Sales saw their biggest slump for 13 years
Sales of previously occupied homes in the US plunged in October, with rising borrowing costs and still-high prices contributing to the slowest pace of activity for over 13 years.
Last month’s sales figures for existing homes were down 14.6% compared with the same time in 2022, and by 4.1% on a monthly basis to a seasonally adjusted annual rate of 3.79 million, according to the National Association of Realtors (NAR).
The results missed analyst expectations, with economists on average having anticipated a clip of 3.9 million seasonally adjusted sales, according to FactSet. October’s figures mean sales have now dropped for five months in a row as prices continue to tick upwards despite the market cooldown.
The median price of an existing home was up 3.4% on a year-over-year basis to $391,800, the NAR said, marking the fourth month in a row that prices have increased compared with a year prior.
Year-over-year, sales tumbled 14.6% (down from 4.44 million in October 2022). #NAREHS pic.twitter.com/60Iq58EDlG
— NAR Research (@NAR_Research) November 21, 2023
The Northeast, South, and West all recorded existing-homes sales declines, according to the NAR, although sales were unchanged in the Midwest.
Economist weighs in on latest figures
Lawrence Yun, the NAR’s chief economist, said a lack of supply and higher mortgages rates were the chief factors behind plummeting sales activity, with the 30-year mortgage seeing a weekly average rate of 7.79% in October.
“Prospective homebuyers experienced another difficult month due to the persistent lack of housing inventory and the highest mortgage rates in a generation,” Yun said. “Multiple offers, however, are still occurring, especially on starter and mid-priced homes, even as price concessions are happening in the upper end of the market.”
First-time homebuyers continue to account for a significant portion of sales, with 28% of existing-home purchases made by new buyers in October, the NAR said. Individual investors or second-home buyers bought 15% of homes last month, a drop from 18% the month prior.
Foreclosures and short sales, also known as distressed sales, were effectively unchanged on a month-over-month basis, hovering at the 2% mark.

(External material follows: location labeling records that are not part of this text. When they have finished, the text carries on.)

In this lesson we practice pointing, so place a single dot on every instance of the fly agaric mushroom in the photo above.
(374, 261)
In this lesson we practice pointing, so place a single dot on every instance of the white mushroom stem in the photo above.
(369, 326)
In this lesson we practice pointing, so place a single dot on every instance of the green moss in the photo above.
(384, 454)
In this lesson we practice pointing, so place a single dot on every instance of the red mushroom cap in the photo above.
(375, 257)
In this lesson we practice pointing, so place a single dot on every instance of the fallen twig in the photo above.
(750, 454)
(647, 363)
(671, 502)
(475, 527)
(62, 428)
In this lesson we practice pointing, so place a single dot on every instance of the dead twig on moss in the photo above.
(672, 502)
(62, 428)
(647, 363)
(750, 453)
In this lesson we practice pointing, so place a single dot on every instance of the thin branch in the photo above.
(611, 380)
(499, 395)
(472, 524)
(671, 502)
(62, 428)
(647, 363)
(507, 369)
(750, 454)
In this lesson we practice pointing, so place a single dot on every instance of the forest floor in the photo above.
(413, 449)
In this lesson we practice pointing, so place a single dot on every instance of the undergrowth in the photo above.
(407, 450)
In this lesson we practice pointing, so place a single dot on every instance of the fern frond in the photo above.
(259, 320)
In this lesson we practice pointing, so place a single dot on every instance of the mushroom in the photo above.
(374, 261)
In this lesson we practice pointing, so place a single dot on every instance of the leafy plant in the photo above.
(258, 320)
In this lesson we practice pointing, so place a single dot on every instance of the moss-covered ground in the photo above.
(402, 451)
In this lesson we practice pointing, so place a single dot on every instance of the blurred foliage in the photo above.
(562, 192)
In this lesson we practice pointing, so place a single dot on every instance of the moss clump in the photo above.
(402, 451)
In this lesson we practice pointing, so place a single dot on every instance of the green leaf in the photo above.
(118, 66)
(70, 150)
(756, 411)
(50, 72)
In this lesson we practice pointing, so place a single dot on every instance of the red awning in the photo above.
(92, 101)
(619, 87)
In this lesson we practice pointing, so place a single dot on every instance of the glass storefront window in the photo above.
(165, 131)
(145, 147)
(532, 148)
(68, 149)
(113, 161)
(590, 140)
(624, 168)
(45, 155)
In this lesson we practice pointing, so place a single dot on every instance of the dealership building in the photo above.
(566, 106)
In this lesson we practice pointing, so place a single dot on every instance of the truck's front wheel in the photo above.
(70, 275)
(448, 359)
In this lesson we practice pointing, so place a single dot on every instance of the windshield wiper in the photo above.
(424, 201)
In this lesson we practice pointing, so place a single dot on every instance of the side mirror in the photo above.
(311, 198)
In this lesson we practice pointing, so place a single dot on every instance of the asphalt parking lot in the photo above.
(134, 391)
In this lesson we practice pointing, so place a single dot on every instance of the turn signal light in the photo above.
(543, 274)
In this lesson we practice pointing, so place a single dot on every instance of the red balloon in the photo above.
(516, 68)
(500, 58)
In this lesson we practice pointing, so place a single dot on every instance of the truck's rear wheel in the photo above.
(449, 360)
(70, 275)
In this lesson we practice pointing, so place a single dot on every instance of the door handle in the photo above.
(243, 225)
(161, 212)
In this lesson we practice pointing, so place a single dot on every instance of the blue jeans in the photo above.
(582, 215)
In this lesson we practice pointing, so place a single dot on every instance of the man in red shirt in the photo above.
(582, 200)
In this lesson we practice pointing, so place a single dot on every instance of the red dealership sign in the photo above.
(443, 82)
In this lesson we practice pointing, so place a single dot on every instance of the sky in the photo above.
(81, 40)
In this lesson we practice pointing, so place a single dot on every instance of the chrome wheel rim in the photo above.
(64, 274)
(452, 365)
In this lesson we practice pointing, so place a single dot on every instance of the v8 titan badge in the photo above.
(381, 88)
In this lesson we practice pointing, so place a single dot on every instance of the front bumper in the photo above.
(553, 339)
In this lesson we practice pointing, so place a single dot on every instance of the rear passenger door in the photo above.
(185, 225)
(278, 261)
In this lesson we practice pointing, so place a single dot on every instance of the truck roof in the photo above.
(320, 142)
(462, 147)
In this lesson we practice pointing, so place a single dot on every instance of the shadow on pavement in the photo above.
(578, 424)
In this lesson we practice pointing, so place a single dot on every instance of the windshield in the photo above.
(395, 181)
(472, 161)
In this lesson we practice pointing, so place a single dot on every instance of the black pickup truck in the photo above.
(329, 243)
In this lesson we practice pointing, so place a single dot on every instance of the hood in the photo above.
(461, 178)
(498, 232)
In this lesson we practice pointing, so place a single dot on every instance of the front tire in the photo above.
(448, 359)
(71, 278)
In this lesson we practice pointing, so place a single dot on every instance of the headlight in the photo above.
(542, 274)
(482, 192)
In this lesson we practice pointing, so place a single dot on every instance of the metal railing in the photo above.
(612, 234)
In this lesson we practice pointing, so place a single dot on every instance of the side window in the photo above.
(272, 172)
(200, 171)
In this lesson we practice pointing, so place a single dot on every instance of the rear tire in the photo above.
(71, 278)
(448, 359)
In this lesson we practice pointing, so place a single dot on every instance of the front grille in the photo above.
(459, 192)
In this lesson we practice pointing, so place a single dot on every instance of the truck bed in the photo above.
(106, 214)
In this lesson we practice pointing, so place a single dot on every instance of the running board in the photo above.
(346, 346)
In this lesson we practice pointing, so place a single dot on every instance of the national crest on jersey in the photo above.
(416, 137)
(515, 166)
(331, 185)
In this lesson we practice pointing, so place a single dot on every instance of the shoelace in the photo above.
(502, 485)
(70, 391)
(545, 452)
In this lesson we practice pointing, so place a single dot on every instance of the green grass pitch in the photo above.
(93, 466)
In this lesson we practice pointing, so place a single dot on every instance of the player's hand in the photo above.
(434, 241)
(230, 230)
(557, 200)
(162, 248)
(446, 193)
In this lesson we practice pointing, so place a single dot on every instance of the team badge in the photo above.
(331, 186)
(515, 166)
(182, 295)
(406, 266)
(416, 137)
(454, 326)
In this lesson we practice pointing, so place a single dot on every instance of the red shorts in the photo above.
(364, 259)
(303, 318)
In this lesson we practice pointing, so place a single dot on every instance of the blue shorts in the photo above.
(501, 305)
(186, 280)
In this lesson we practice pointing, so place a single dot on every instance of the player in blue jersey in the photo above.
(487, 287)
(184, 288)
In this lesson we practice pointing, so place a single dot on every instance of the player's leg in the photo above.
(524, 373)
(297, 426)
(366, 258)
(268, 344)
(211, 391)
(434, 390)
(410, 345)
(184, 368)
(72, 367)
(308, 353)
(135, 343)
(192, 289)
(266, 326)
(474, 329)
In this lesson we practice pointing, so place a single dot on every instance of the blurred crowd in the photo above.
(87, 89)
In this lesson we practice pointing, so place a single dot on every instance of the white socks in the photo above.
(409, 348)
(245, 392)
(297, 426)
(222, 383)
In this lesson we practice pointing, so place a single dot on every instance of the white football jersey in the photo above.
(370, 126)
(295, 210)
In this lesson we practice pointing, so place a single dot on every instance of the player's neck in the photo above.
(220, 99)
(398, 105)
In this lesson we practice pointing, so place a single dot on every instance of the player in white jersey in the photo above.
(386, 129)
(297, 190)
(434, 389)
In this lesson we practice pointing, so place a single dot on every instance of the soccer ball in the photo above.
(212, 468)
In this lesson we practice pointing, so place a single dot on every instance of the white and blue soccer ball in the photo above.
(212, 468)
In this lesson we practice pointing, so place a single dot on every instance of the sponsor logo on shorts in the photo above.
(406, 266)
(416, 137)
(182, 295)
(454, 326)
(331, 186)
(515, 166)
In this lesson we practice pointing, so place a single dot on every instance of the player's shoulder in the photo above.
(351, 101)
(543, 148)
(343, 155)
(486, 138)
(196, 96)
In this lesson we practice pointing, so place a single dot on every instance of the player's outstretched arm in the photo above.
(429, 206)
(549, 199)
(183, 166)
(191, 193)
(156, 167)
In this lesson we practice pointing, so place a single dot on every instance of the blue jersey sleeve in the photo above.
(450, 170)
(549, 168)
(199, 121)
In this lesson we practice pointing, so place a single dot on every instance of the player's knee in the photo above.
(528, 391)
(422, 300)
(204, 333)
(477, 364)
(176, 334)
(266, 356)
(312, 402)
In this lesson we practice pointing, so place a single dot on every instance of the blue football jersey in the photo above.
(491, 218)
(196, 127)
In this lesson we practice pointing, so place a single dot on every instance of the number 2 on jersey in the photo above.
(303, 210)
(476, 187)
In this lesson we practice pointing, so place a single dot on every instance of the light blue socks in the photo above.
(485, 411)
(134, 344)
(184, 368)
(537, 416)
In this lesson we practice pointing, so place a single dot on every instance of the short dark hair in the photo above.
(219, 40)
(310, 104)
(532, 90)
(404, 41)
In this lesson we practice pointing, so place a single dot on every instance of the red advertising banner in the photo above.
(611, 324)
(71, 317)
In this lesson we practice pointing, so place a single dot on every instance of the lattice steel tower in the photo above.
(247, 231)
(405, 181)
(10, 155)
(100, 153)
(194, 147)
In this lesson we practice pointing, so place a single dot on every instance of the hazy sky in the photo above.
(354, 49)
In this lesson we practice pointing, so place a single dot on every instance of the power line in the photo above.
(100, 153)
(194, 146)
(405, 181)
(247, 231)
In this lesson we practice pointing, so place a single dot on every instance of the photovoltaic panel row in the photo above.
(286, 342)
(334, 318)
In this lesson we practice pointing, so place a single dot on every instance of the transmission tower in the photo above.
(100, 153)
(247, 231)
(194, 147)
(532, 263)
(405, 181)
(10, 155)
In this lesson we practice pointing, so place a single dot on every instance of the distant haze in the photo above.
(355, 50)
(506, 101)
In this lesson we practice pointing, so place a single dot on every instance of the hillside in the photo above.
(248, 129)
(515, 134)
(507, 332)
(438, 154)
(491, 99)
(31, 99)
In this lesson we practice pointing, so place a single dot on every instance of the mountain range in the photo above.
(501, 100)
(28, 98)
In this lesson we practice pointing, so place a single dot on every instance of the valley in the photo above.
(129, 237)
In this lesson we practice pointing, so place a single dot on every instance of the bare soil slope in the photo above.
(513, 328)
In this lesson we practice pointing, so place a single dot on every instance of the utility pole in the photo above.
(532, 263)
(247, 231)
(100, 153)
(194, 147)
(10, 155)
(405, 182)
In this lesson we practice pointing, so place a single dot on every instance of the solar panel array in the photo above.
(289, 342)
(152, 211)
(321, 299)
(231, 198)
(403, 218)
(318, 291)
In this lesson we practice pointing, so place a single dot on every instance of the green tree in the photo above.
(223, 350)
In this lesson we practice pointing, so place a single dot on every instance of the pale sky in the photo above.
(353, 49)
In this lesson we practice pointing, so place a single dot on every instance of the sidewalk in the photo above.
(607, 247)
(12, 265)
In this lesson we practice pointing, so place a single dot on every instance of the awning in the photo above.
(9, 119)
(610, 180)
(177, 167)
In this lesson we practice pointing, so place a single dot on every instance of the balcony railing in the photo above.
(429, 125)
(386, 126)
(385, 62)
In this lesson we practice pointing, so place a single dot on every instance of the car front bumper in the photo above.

Still, Yun saw some cause for optimism in the slight decline in mortgage rates in recent weeks, even though they remain high compared with 2022. He said an increase in supply in the months ahead could also prove a boost to prospective buyers.
“Fortunately, mortgage rates have fallen for the third straight week, stirring up buying interest,” he said. “Though limited now, expect housing inventory to improve after this winter and heading into the spring. More inventory will result in more home sales.”